While embodiments of the invention have been shown and described, modifications thereof can be made by one skilled in the art without departing from the spirit and teachings of the invention. The embodiments described herein are exemplary only, and are not intended to be limiting. Many variations and modifications of the invention disclosed herein are possible and are within the scope of the invention. Where numerical ranges or limitations are expressly stated, such express ranges or limitations should be understood to include iterative ranges or limitations of like magnitude falling within the expressly stated ranges or limitations (e.g., from about 1 to about 10 includes, 2, 3, 4, etc.; greater than 0.10 includes 0.11, 0.12, 0.13, etc.). For example, whenever a numerical range with a lower limit, Rl, and an upper limit, Ru, is disclosed, any number falling within the range is specifically disclosed. In particular, the following numbers within the range are specifically disclosed: R=R1+k*(Ru−Rl), wherein k is a variable ranging from 1 percent to 100 percent with a 1 percent increment, i.e., k is 1 percent, 2 percent, 3 percent, 4 percent, 5 percent, . . . 50 percent, 51 percent, 52 percent, . . . , 95 percent, 96 percent, 97 percent, 98 percent, 99 percent, or 100 percent. Moreover, any numerical range defined by two R numbers as defined in the above is also specifically disclosed. Use of the term “optionally” with respect to any element of a claim is intended to mean that the subject element is required, or alternatively, is not required. Both alternatives are intended to be within the scope of the claim. Use of broader terms such as comprises, includes, having, etc. should be understood to provide support for narrower terms such as consisting of, consisting essentially of, comprised substantially of, etc.
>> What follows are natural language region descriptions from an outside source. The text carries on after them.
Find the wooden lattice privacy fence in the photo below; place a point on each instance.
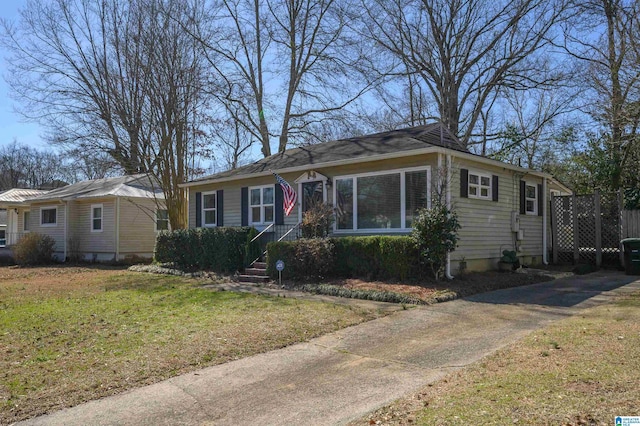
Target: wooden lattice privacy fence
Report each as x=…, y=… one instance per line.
x=588, y=228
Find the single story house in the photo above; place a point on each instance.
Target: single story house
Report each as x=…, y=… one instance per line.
x=3, y=227
x=98, y=220
x=377, y=182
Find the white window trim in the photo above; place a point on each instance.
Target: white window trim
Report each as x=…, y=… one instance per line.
x=168, y=223
x=49, y=225
x=403, y=211
x=262, y=205
x=203, y=215
x=480, y=175
x=535, y=199
x=26, y=231
x=101, y=207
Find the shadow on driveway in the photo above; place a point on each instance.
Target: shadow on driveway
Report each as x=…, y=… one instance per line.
x=565, y=292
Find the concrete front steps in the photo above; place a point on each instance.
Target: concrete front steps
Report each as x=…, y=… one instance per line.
x=256, y=274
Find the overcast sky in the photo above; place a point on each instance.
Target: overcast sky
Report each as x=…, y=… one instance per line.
x=11, y=124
Accordingly, the scope of protection is not limited by the description set out above but is only limited by the claims which follow, that scope including all equivalents of the subject matter of the claims. Each and every claim is incorporated into the specification as an embodiment of the present invention. Thus, the claims are a further description and are an addition to the embodiments of the present invention. The discussion of a reference in the Detailed Description of the Embodiments is not an admission that it is prior art to the present invention, especially any reference that may have a publication date after the priority date of this application. The disclosures of all patents, patent applications, and publications cited herein are hereby incorporated by reference, to the extent that they provide exemplary, procedural or other details supplementary to those set forth herein.